Second, LB&I is also concerned with taxpayers who were approved for a credit, but may not be in full compliance. LB&I will be looking to verify whether (i) the subject property was constructed in accordance with the agreement, (ii) the property is actually located in the United States, (iii) there were any significant modifications from the approved application, (iv) the property was placed into service during the appropriate timeframe, (v) the amount of the credit was calculated correctly, and (vi) the taxpayer properly reduced the basis in the property.
The campaign is underway, but no examinations have yet commenced. The duration of the campaign will depend on the feedback received, compliance rates and whether LB&I detects a change in behavior. A Practice Unit is currently being developed and will be released to the public when finalized.
Land Developers – Completed Contract Method Campaign
Section 460(e)(6) of the Tax Code permits the use of the Completed Contract Method of accounting (CCM) for “home construction contracts.” Under CCM, taxpayers may report the gross contract price and allocate contract costs in the year of completion, rather than over the duration of the contract. LB&I has identified potential compliance risks based on differing views of the definition of a home construction contract.
LB&I did not provide a firm date on when soft letters will be issued or when examinations may be initiated. Soft letters are intended to describe the tax law for the campaign and will also provide instructions on how to change a method of accounting if a taxpayer is on an incorrect method. LB&I will also conduct examinations without sending soft letters. The soft letters will be published on IRS.gov. The soft letters will also be linked to a Practice Unit which will be posted on IRS.gov.
LB&I is still developing the population of taxpayers that will be subject to the campaign. At a high level, the campaign will be focused on large land developers that construct in residential communities. LB&I’s position is that the land developer must be contractually obligated to construct a home or portion of the home for their long-term contract to meet the definition of a home construction contract. LB&I noted that subcontractors who build infrastructure within a residential development, generally do not qualify for CCM.

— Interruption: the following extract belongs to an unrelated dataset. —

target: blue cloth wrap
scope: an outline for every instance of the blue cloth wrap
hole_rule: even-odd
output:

LB&I noted that some taxpayers may need to change their method of accounting. Whether a method change will be necessary depends on the taxpayer’s situation. For example, if on the first tax return, a taxpayer used an improper method but the taxpayer has not yet filed a second return, that taxpayer can file an amended return because they have not established a method of accounting. If the taxpayer has filed a second return, the taxpayer would need to file Form 3115, the application for a change in method of accounting.
Filing a Form 3115 does not necessarily guarantee audit protection (i.e., protection from the IRS raising the same issue in prior taxable years). LB&I stated that a taxpayer would generally get audit protection if the taxpayer was not yet under examination. Like many issues with the IRS, whether audit protection is given to a taxpayer will depend on all facts and circumstances.
Practice Tip: As with other LB&I campaign issues, LB&I is focusing its resources on Section 48C credits and the use of CCM. Taxpayers should understand that LB&I is being more focused and strategic with these campaigns than it has with examinations in the past. Taxpayers should consider in earnest whether they may have risk in these areas and plan accordingly.